Intellectual Property Risks
The brand names, trademarks, patents and other intellectual property of the Company are regarded as critical to its success. Accordingly, the Company is reliant on regulations regarding copyright, trade marks, patents and confidentiality restrictions with staff, contractors and others to safeguard its intellectual property rights. The Company has made reasonable efforts to protect the Company’s intellectual property. However, unauthorised use or exploitation of its intellectual property may occur and result in an adverse effect on the operating and financial performance of the Company. The Company may experience conflict with third parties who may contest its rights to what it believes is its intellectual property. The Company cannot assure potential investors that the actions it has taken to establish and protect its intellectual property rights will be adequate to prevent imitation of its products by others or to prevent others from seeking to block Company activity as a violation of proprietary rights of others. The Company’s intellectual property rights may be infringed or challenged resulting in loss of competitive advantages or significant costs.

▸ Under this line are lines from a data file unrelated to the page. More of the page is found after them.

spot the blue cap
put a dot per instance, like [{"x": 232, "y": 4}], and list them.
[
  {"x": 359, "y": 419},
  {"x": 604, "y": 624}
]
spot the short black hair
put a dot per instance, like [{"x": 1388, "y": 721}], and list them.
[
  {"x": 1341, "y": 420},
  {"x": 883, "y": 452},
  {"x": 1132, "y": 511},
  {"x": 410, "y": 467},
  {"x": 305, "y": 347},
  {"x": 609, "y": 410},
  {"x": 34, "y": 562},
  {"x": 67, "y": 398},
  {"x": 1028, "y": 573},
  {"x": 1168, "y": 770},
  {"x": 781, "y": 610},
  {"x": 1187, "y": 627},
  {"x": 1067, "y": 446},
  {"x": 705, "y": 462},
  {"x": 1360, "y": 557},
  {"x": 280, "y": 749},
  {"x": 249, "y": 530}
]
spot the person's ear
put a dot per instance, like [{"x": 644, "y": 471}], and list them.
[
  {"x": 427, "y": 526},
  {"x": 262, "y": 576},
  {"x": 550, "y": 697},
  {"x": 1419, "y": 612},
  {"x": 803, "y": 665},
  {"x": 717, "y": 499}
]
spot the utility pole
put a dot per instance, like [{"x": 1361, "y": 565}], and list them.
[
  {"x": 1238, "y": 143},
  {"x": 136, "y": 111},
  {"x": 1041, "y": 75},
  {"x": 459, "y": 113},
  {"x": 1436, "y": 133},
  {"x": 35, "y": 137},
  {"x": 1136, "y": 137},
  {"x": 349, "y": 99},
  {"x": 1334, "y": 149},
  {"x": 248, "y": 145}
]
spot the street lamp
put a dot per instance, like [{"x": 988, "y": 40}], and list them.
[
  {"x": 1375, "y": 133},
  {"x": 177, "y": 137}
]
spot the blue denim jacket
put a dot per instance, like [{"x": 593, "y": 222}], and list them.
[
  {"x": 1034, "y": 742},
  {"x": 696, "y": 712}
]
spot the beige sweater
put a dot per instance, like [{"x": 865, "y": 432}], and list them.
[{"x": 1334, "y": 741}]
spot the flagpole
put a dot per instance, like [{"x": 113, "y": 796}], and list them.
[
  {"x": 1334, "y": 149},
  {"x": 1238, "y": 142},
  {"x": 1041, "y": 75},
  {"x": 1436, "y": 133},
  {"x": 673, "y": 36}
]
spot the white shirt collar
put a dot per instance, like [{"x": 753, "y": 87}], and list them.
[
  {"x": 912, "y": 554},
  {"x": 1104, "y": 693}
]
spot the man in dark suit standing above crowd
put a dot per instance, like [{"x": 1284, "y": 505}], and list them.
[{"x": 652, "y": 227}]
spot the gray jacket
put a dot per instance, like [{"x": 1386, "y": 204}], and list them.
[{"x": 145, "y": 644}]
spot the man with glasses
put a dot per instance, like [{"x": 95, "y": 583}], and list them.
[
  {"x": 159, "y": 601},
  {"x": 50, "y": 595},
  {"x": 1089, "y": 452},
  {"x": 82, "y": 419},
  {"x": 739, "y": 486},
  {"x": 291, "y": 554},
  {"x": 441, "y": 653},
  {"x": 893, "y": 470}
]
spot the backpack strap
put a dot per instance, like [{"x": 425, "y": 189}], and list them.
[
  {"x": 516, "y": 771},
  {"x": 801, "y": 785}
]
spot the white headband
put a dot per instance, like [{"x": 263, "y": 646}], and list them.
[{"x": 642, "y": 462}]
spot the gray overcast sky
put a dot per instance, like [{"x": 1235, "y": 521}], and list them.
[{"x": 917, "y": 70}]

Inability to Meet Customer Demand
For any number of reasons the Company may not, from time to time, have an adequate supply of products and/or services to meet customer demand which may cause it to be unable to fill orders, to lose sales or to provide services. Such inability to meet customer demand from time to time may arise if the Company’s sales growth accelerates substantially or in the event that its distribution or service network grows substantially.
Investment Speculative
The above list of risk factors ought not to be taken as exhaustive of the risks faced by the Company or by investors in the Company. The above factors, and others not specifically referred to above, may in the future materially affect the financial performance of the Company and the value of its shares. Therefore, shares issued by the Company carry no guarantee with respect to the payment of dividends, returns of capital or the market value of those securities. Potential investors should consider that the investment in the Company is speculative and should consult their professional advisers before deciding whether to apply for shares.